Many new moms and dads have questions about breastfeeding, especially if they have never experienced anyone breastfeeding around them. New parents may want to attend a breastfeeding class, where they can get accurate information and ask questions.
For those new parents who aren’t sure what to expect, here are some of the basics of how to start breastfeeding.
The Golden Hour
Immediately after birth, plan to hold your newborn skin-to-skin on your chest for at least an hour. In some hospitals this time is known as the “Golden Hour.” Holding your baby skin-to-skin gives the baby an opportunity to latch and feed at your breast. Your baby can also hear your heartbeat and feel safe in your arms.
Soon you will notice that she will begin to thrust and move toward your breast.

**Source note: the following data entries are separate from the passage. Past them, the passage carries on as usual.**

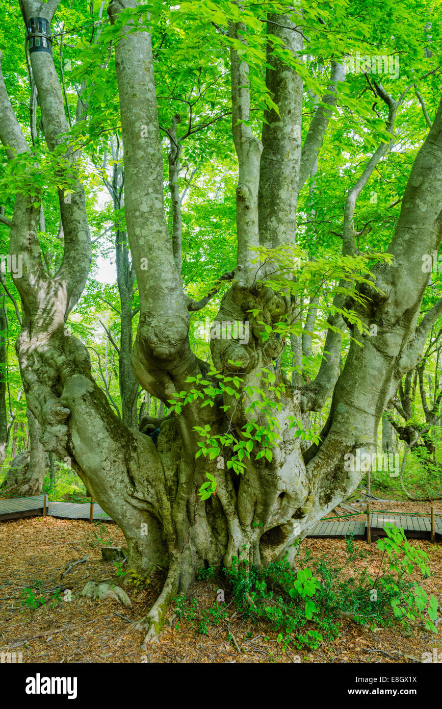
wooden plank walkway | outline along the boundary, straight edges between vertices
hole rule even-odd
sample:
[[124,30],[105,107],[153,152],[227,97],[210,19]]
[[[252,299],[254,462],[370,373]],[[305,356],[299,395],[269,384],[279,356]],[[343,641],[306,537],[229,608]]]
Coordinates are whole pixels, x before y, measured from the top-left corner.
[[[373,537],[385,537],[384,525],[391,523],[395,527],[402,527],[405,536],[412,539],[429,539],[431,523],[429,517],[415,516],[414,515],[380,514],[373,512],[370,515],[372,538]],[[342,539],[349,534],[353,534],[355,539],[367,538],[367,523],[355,521],[351,517],[345,518],[341,521],[336,519],[321,520],[307,535],[307,537],[325,539],[335,537]],[[442,540],[442,519],[437,517],[436,520],[436,538]]]
[[[91,506],[89,503],[48,502],[47,514],[64,520],[89,520]],[[113,520],[103,510],[97,502],[94,503],[94,519],[103,522]]]
[[42,515],[44,495],[16,497],[0,500],[0,520],[15,520],[21,517]]
[[[43,514],[43,495],[34,497],[18,497],[9,500],[0,500],[0,522],[18,519],[22,517],[42,516]],[[47,502],[46,514],[64,520],[89,520],[91,506],[89,503]],[[94,518],[96,521],[113,522],[113,519],[103,510],[98,503],[94,503]],[[396,527],[402,527],[406,537],[414,539],[429,539],[431,520],[429,517],[413,515],[385,514],[373,512],[370,515],[372,538],[384,537],[383,526],[390,522]],[[325,519],[318,522],[311,532],[310,538],[343,539],[353,534],[355,539],[366,539],[366,520],[355,521],[351,517],[342,520]],[[436,538],[442,540],[442,518],[436,520]]]

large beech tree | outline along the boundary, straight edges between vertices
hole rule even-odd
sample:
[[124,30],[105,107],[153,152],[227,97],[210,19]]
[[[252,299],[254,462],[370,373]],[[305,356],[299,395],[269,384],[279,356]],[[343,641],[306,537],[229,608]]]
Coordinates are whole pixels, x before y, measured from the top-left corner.
[[[25,23],[31,18],[52,23],[58,4],[59,0],[20,0]],[[293,563],[295,540],[358,485],[363,471],[346,470],[344,455],[358,449],[375,450],[382,412],[401,377],[419,362],[429,333],[442,313],[441,299],[420,317],[430,278],[421,267],[422,257],[437,251],[442,234],[442,101],[436,115],[429,117],[426,137],[400,196],[400,216],[386,249],[391,259],[378,259],[364,282],[353,284],[359,298],[348,295],[351,277],[341,279],[334,292],[317,376],[309,381],[295,374],[289,381],[278,365],[284,338],[278,327],[287,323],[290,331],[299,316],[298,303],[290,279],[277,289],[271,287],[268,277],[272,268],[273,272],[283,270],[278,266],[278,250],[295,246],[298,195],[315,174],[327,127],[336,111],[339,85],[346,81],[345,52],[338,48],[327,67],[330,76],[325,91],[322,98],[312,99],[312,91],[307,94],[305,90],[302,71],[312,21],[308,13],[308,21],[305,20],[306,11],[300,5],[269,3],[264,11],[261,7],[254,24],[251,18],[255,16],[241,1],[219,4],[224,15],[215,17],[210,31],[218,33],[230,52],[230,111],[238,164],[237,258],[234,271],[220,274],[216,286],[198,301],[183,286],[177,257],[180,230],[174,228],[171,235],[168,228],[149,9],[137,6],[136,0],[113,0],[108,8],[124,146],[127,234],[140,303],[132,370],[143,389],[167,407],[194,389],[196,381],[217,390],[220,380],[215,370],[225,381],[238,377],[237,391],[223,386],[210,406],[203,406],[199,396],[190,397],[161,422],[155,445],[115,416],[94,381],[88,350],[65,328],[88,277],[91,238],[84,185],[76,173],[81,156],[69,138],[59,74],[48,51],[30,52],[29,60],[47,148],[63,154],[60,183],[70,177],[69,199],[64,187],[59,190],[62,262],[53,276],[44,267],[38,189],[17,191],[9,222],[9,253],[23,259],[23,274],[15,279],[23,311],[16,347],[28,406],[42,427],[44,449],[71,459],[94,498],[121,527],[129,568],[146,576],[157,567],[166,571],[162,591],[141,623],[150,639],[161,629],[174,596],[186,591],[198,567],[229,567],[235,557],[258,566],[284,557]],[[323,28],[326,39],[329,18],[316,18],[315,31]],[[258,119],[254,123],[251,116],[255,104],[249,57],[255,56],[249,40],[254,30],[259,33],[258,26],[267,42],[267,57],[261,61],[266,65],[265,91],[271,101],[267,100],[261,128],[256,130]],[[365,162],[354,166],[342,215],[342,255],[349,259],[361,253],[362,232],[355,222],[358,198],[394,145],[395,121],[414,86],[412,81],[409,87],[393,95],[378,78],[372,77],[369,84],[383,125],[382,135],[374,134],[372,152],[366,150]],[[85,110],[80,90],[79,121]],[[309,125],[302,129],[301,144],[306,121]],[[174,133],[169,131],[169,147],[176,145],[176,123]],[[0,138],[13,164],[27,153],[32,155],[33,146],[21,128],[2,76]],[[260,247],[276,250],[268,252],[273,255],[264,265],[256,260]],[[293,277],[295,282],[296,275]],[[190,316],[215,297],[225,281],[228,287],[216,320],[246,322],[249,341],[211,340],[211,369],[191,346]],[[338,376],[341,333],[354,318],[366,326],[375,325],[375,335],[368,337],[366,328],[353,328]],[[267,325],[266,338],[261,337],[263,323]],[[302,357],[299,340],[293,332],[295,360]],[[196,427],[212,436],[228,432],[245,445],[251,438],[246,435],[249,424],[266,419],[265,413],[251,403],[260,398],[274,401],[278,387],[279,406],[272,413],[278,435],[271,454],[257,454],[265,447],[259,436],[251,437],[240,474],[227,464],[228,450],[222,457],[197,455],[201,437]],[[303,415],[319,411],[331,396],[320,440],[303,454],[299,431],[289,421],[300,423]],[[216,479],[216,491],[209,496],[198,494],[208,473]]]

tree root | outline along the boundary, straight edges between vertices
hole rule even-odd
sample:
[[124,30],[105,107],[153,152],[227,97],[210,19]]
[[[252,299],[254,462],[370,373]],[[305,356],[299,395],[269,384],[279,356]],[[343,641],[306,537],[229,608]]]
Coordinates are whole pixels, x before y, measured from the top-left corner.
[[119,601],[126,608],[129,608],[132,605],[130,598],[125,591],[120,588],[119,586],[111,586],[110,584],[99,584],[94,581],[88,581],[80,596],[86,596],[89,598],[115,598],[115,601]]
[[142,649],[144,651],[147,649],[148,643],[158,642],[164,627],[166,612],[178,592],[181,571],[180,562],[179,554],[171,559],[167,576],[161,593],[149,613],[135,625],[137,630],[146,631],[144,639],[141,645]]

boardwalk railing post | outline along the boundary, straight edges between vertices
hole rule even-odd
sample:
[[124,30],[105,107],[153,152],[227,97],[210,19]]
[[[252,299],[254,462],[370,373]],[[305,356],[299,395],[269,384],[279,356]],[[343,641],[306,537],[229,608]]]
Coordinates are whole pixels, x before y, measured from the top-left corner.
[[431,508],[431,533],[430,535],[430,541],[436,541],[436,523],[434,520],[434,508]]

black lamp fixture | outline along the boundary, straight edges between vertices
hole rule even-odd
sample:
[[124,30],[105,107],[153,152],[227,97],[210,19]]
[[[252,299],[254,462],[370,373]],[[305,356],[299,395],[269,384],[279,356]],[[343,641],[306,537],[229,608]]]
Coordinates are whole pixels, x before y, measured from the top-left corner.
[[50,33],[50,23],[42,17],[31,17],[26,23],[28,34],[26,40],[29,43],[29,53],[33,52],[48,52],[52,53],[52,39]]

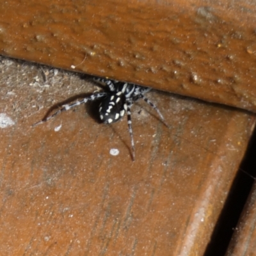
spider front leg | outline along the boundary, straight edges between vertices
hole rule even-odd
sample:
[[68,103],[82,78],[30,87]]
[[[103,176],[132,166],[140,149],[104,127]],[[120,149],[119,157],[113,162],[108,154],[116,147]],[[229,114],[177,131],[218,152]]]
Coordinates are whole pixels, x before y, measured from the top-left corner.
[[132,120],[131,116],[131,106],[132,105],[132,102],[131,100],[127,100],[124,104],[124,108],[127,111],[127,123],[128,123],[128,129],[129,133],[130,134],[131,138],[131,145],[132,146],[132,161],[135,161],[135,148],[134,148],[134,141],[133,140],[133,133],[132,128]]
[[111,80],[104,78],[93,78],[93,80],[97,83],[106,84],[110,92],[115,92],[116,90],[116,88]]
[[93,101],[93,100],[97,100],[98,99],[102,98],[103,97],[105,97],[107,94],[108,93],[105,93],[105,92],[99,93],[97,94],[93,94],[91,96],[84,98],[81,100],[77,100],[76,102],[74,102],[74,103],[72,103],[70,104],[62,105],[61,106],[62,108],[58,110],[57,111],[54,113],[51,116],[47,116],[47,117],[44,118],[44,119],[42,119],[41,121],[39,121],[39,122],[34,124],[32,126],[35,126],[35,125],[38,125],[38,124],[45,123],[45,122],[47,122],[48,120],[54,118],[56,115],[60,114],[61,112],[66,111],[67,110],[69,110],[74,107],[81,105],[81,104],[86,103],[88,101]]

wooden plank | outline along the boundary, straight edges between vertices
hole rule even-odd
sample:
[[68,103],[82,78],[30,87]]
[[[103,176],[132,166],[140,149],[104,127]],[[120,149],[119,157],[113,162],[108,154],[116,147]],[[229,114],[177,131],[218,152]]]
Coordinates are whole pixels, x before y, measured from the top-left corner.
[[100,125],[93,106],[31,127],[54,104],[99,90],[93,83],[22,62],[0,64],[0,113],[14,122],[0,133],[1,253],[204,255],[253,115],[148,93],[170,128],[146,104],[135,104],[132,162],[127,120]]
[[255,111],[255,4],[6,0],[0,53]]

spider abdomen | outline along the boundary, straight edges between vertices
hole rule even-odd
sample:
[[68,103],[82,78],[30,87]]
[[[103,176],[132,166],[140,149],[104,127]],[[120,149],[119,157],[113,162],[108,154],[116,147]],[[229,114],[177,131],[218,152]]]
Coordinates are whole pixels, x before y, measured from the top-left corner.
[[99,109],[100,118],[104,123],[114,123],[124,116],[126,109],[125,97],[118,92],[103,99]]

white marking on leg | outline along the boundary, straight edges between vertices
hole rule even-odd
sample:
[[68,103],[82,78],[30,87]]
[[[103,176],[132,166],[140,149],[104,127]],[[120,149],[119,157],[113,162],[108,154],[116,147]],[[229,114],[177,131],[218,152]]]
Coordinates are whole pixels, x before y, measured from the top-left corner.
[[71,108],[69,105],[64,105],[63,107],[65,110],[69,110]]

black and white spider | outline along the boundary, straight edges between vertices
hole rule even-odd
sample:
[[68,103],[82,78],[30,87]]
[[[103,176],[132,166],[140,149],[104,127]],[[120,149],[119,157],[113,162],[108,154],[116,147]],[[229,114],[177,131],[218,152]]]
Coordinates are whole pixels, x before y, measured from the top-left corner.
[[150,90],[151,88],[136,85],[134,84],[101,78],[94,79],[94,81],[97,83],[105,84],[107,86],[108,92],[92,94],[81,100],[77,100],[74,103],[62,105],[60,110],[35,124],[34,125],[44,123],[61,112],[68,110],[76,106],[86,103],[88,101],[93,101],[102,99],[99,104],[99,112],[100,118],[102,122],[106,124],[114,123],[121,119],[124,116],[125,112],[127,113],[128,129],[132,146],[132,160],[134,161],[135,159],[135,149],[132,129],[132,121],[131,118],[131,107],[132,104],[140,99],[143,99],[157,111],[162,122],[168,127],[158,108],[154,103],[151,102],[151,101],[144,96],[144,94]]

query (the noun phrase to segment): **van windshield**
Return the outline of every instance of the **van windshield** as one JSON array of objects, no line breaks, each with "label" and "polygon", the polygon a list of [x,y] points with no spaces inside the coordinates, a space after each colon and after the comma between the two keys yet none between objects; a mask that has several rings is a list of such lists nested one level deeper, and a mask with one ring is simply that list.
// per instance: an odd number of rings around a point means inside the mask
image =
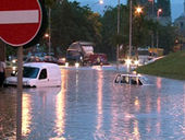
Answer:
[{"label": "van windshield", "polygon": [[23,78],[36,79],[38,75],[39,68],[24,67]]}]

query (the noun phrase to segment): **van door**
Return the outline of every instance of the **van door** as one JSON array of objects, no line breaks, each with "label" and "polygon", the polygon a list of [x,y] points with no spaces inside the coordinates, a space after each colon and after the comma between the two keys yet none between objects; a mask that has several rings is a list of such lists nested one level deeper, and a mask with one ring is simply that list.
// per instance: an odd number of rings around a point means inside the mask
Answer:
[{"label": "van door", "polygon": [[48,78],[47,69],[42,69],[38,77],[38,85],[37,86],[48,86],[48,84],[49,84],[49,78]]}]

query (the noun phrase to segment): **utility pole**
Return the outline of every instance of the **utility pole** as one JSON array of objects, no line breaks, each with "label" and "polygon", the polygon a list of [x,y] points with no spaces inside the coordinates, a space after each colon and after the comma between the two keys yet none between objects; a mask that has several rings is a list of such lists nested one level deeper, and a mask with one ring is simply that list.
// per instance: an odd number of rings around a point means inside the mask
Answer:
[{"label": "utility pole", "polygon": [[[133,30],[133,1],[130,0],[130,50],[128,50],[128,59],[132,56],[132,30]],[[128,72],[131,72],[131,63],[128,66]]]},{"label": "utility pole", "polygon": [[[120,0],[118,0],[118,36],[120,35]],[[119,70],[120,45],[116,45],[116,70]]]}]

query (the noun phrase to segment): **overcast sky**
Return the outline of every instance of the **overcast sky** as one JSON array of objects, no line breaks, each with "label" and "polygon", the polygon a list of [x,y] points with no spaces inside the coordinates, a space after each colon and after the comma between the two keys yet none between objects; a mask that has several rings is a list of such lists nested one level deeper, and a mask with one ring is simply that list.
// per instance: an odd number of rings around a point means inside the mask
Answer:
[{"label": "overcast sky", "polygon": [[[71,1],[74,1],[74,0],[71,0]],[[115,7],[118,4],[118,0],[103,0],[104,1],[103,5],[98,5],[99,0],[76,0],[76,1],[81,2],[82,5],[89,4],[89,7],[91,7],[92,10],[98,11],[98,12],[102,12],[104,5]],[[120,0],[121,3],[126,3],[126,1],[127,0]],[[178,18],[184,12],[183,3],[184,3],[184,0],[171,0],[173,20]]]}]

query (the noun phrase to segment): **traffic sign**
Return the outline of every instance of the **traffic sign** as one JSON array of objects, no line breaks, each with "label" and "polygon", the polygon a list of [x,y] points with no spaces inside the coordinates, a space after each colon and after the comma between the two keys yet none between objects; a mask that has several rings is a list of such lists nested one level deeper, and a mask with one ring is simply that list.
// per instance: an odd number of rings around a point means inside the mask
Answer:
[{"label": "traffic sign", "polygon": [[1,0],[0,38],[12,46],[28,44],[42,20],[39,0]]}]

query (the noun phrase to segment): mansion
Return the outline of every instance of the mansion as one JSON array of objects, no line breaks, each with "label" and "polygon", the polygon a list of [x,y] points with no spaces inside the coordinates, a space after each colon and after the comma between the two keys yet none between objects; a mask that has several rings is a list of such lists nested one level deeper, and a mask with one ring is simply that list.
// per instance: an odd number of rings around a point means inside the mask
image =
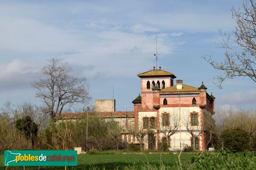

She smells something familiar – your colostrum, or the first milk your body makes before it starts producing mature breast milk, smells just like amniotic fluid to her, so she will seek it out. She will start “rooting,” which is a term for the movement your baby makes as she searches for your nipple, turning her head back and forth. Once she has latched, you can allow her to nurse for as long as she wants.
After this first feeding, watch your baby – not the clock – for her hunger cues. She will make sucking motions with her mouth, suck on her fist or fingers or just root when she is ready to eat again. Crying is the last sign that she is hungry. Watch her closely because these signs happen often. It is normal for your baby to want to nurse every hour at times.
Signs of Satisfaction
You will know your baby is receiving enough of your breast milk if she has plenty of soiled diapers, she looks satisfied after a feeding and she is gaining weight well. If she is eating eight or more times each day, she is probably getting enough; however, just sucking on the breast doesn’t mean she is actually eating. You should hear her swallowing frequently during each feeding after the third day. Your baby’s doctor or lactation consultant can help you monitor her weight gain.
One more important thing – the latch. Your baby’s mouth needs to cover more than just the nipple; her lips need to be flared out over the areola, or the dark brown skin around your nipple. Her chin will be tucked into the bottom of your breast, and you won’t really see much areola there. You may see some areola over her top lip.
Your baby will receive more of your milk with a deep latch, and it will feel more comfortable for you. Remember, your nipples may be tender from the baby nursing often, but they don’t need to be sore, bruised or cracked if the baby is latching well.
Ask for Help
A lactation consultant is willing to help you with any questions or difficulties you may have. Please don’t hesitate to ask for help when you need it. You and your baby will have a better breastfeeding experience if you feel more confident and comfortable.